Many songwriters are covering the bizarre political climate across the States and Europe, but who uses black humour like The Decemberists? This one is like Roxy Music making a soundtrack to a David Lynch film about a George Orwell novel.

Label: Rough Trade/ Capitol Records
Time: 11 tracks / 43 mins

The Decemberists really upset me. They hooked me in with the alt-folk-pop of The Crane Wife, then made one of my favourite albums ever with the pumped, rollicking prog of The Hazards of Love – but lost all that momentum with their REM tribute The King is Dead, when their personality took a holiday.

But all is forgiven now, since this wonderful return to form.

There is no question that this still sounds like them – it has to with Colin Meloy’s distinctive timbre fronting every song – but they have sought a fresh approach and gone the synth-based route, evoking acts like New Order (especially in "Severed" , sung from the point of view of a murderous, power-crazed dictator) and Roxy Music. It makes sense that the band behind Hazards of Love was influenced by arty prog/pop bands, so this is a natural development.

These songs are often desperately bleak and hopeless, but because they are performed in such a simple, almost nursery rhyme-like way, the humour is even more powerful. It is as if they have given up on everything and are just gritting their teeth with inane grins on their faces.

Take “Everything is Awful,” for example: that title is the bulk of the lyrics, expanded by a few lines like,
     “What’s that crashing sound that follows us around?
       That’s the sound of all things good breaking.”

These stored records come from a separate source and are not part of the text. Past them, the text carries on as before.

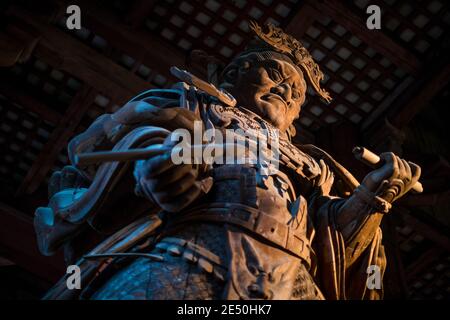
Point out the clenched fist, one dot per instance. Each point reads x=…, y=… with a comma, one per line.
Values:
x=393, y=179
x=172, y=187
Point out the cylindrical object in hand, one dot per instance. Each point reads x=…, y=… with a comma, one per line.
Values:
x=371, y=159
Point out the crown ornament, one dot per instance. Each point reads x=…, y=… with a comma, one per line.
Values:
x=294, y=49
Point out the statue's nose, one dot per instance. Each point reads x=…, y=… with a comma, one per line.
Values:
x=283, y=90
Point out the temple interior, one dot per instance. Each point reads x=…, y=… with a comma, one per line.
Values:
x=390, y=89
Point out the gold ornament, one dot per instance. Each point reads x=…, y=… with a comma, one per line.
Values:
x=294, y=49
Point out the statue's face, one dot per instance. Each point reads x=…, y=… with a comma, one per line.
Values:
x=273, y=89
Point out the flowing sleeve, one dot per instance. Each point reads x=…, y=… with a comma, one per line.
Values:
x=342, y=271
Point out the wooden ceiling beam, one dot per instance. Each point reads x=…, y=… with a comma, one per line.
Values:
x=140, y=10
x=302, y=20
x=57, y=141
x=18, y=244
x=72, y=56
x=139, y=44
x=427, y=230
x=342, y=14
x=17, y=96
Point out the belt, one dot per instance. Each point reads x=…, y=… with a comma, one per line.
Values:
x=256, y=221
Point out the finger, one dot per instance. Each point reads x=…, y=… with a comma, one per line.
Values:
x=416, y=172
x=389, y=168
x=171, y=176
x=401, y=169
x=407, y=170
x=157, y=165
x=54, y=183
x=68, y=177
x=175, y=189
x=183, y=200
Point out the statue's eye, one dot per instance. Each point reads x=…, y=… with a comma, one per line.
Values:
x=230, y=75
x=244, y=67
x=296, y=94
x=275, y=75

And along to a glam backing track, “We all Die Young” is another where the title gets repeated a lot, and to add to the surrealism, a children’s choir echoes the line. That such a despairing release comes in the sort of psychedelic design sported on albums from boom times is a further layer of irony.

The deceptive simplicity of so many catchy songs on one album is some achievement: at least six could be singles, and a few of the rest come very close.

The lyrics feature fewer of the peculiarities that used to help define them (like rhyming ‘Sycorax’ with ‘parallax’) but we do get the terrific line, “I know you’ve worked so hard to hoist your own petard.”

When the synths take a break, we get core Decemberists. For example, the very minor key “Rusalka, Rusalka / Wild Rushes” reprises their penchant for weird romances and drowning. But even without the glam, they let their roots show (“Sucker’s Prayer” could be a John Lennon album track).

Credit must go to producer John Congleton too. There are so many wonderful details and moments: when those huge drums explode in "Once in my Life", launching the big-sound ‘80s keys into a song that builds and builds; the high-in-the-mix fretless bass resonating through “Cutting Stone;” the Sparks-like falsettoed “la la la la las” and harpsichord in “Your Ghost” (one of several in a row with “la la las”); sweeps of harp in “Rusalka, Rusalka / Wild Rushes,” which has the mix of folk and prog so effective in Hazards of Love. He strips away anything unnecessary to leave such a solid core.

That paring back means that it is a short album by their standards, but if you want a fuller version, there is an exploded release due out in June.